Good storage which reduces the risk of unintended is at the heart of data management. This may be offered by a TRSP which may offer varying levels of Deposit and Access functionality. But the criteria for storage (number of copies, frequency of backup), deposit (appraisal and ongoing re-appraisal), curation (quality assurance improvement), access (identity, rights) and use (technically usable and understandable for a defined ‘knowledge base’) all remain repository responsibilities, even if outsourced.
None of these comments are to denigrate the important roles of TRSP or generalists such as institutional repositories. They both help reduce risk to the long tail of data not currently being cared for. But it is important that data creators, depositors, users, science funders and science policy makers can all clearly see what level of curation, preservation and service is being offered by each type of organisation for each object or sub-collection they hold.
As a community we would benefit from clearer shared definitions of the different levels of curation and/or preservation offered by repositories and service providers levels and supporting services, not only for comparison but also to support clear roles and responsibilities when selecting and working with data service partners.

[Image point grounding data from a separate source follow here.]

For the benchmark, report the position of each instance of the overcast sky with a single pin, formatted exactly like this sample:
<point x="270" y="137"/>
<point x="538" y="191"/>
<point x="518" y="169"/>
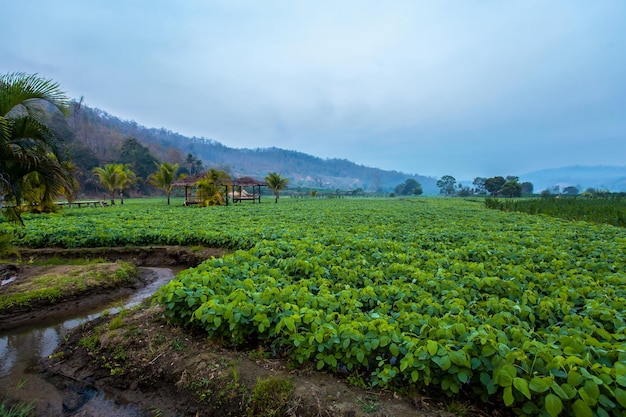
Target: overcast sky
<point x="467" y="88"/>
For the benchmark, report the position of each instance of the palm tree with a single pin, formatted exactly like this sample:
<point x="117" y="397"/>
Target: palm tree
<point x="163" y="178"/>
<point x="109" y="178"/>
<point x="28" y="148"/>
<point x="276" y="183"/>
<point x="211" y="188"/>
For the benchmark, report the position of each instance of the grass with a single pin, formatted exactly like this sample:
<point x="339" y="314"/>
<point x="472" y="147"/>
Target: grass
<point x="17" y="410"/>
<point x="270" y="397"/>
<point x="67" y="282"/>
<point x="55" y="260"/>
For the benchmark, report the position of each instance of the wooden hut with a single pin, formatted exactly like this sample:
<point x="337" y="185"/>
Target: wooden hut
<point x="189" y="183"/>
<point x="241" y="194"/>
<point x="237" y="193"/>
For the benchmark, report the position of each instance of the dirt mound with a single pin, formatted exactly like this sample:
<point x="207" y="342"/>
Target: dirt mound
<point x="140" y="358"/>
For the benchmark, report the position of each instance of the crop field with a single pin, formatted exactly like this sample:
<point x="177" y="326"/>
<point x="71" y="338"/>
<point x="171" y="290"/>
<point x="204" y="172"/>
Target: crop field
<point x="606" y="210"/>
<point x="520" y="310"/>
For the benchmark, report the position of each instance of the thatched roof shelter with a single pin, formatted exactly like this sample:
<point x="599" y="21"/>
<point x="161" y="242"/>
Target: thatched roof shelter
<point x="190" y="182"/>
<point x="247" y="182"/>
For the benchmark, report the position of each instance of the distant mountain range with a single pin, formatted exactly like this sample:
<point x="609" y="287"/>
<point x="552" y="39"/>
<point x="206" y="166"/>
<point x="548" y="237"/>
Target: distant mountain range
<point x="101" y="134"/>
<point x="95" y="136"/>
<point x="611" y="178"/>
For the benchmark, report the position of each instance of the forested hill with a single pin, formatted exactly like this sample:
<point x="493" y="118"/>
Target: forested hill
<point x="96" y="137"/>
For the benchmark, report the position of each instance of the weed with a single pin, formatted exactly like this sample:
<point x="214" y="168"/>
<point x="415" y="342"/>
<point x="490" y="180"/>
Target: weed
<point x="457" y="408"/>
<point x="270" y="397"/>
<point x="358" y="382"/>
<point x="18" y="410"/>
<point x="369" y="404"/>
<point x="22" y="383"/>
<point x="90" y="343"/>
<point x="178" y="344"/>
<point x="259" y="354"/>
<point x="156" y="412"/>
<point x="117" y="323"/>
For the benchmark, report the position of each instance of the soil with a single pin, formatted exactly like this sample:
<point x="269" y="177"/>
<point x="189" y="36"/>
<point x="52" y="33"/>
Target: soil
<point x="138" y="358"/>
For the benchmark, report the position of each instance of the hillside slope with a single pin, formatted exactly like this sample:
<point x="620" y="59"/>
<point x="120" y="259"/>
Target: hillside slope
<point x="95" y="137"/>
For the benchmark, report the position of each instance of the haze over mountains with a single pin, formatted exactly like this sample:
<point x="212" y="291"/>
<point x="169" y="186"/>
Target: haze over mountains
<point x="99" y="134"/>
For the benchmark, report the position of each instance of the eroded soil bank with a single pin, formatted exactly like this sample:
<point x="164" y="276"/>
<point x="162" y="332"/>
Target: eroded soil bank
<point x="138" y="359"/>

We congratulate the CoreTrustSeal on raising this important issue and hope that they can help define and communicate these key issues around certification.
About the authors
Darren Bell is Director of Technical Services at the UK Data Archive.
Since 2012, he has overseen the transformation of the repository from a traditional social sciences file and SQL-based infrastructure into a cross-disciplinary data platform, most recently as a Co-I on the Smart Energy Research Lab project, a £6 million investment by EPSRC to deliver a world-class smart meter data repository for academic researchers in partnership with UCL. His professional interests include leveraging graph and semantic web technologies to deliver cross-disciplinary analytics and machine-actionable rights models.
Hervé L’Hours is the Repository & Preservation Manager in the Digital Preservation Systems and Security team at the UK Data Archive.
He works on repository support and maturity models for Trust & FAIR within FAIRsFAIR and on related work within the SSHOC (Social Science & Humanities Open Cloud) project. He worked on the UK Data Archive’s test audit against the ISO16363 standard for Trustworthy Repositories, is current vice-Chair of the CoreTrustSeal and past Chair of the Data Seal of Approval.
Professor Matthew Woollard is Director of the UK Data Service.
Matthew provides strategic direction as Director of both the UK Data Service and the UK Data Archive, based at the University of Essex. He has practical and theoretical experience in all aspects of social science and humanities data service infrastructure, having previously headed the History Data Service and served as Head of Digital Preservation and Systems at the UK Data Archive.
As director he has overall responsibility for the service strategy and key stakeholder relations. He also provides leadership in data curation, archiving and preservation activities.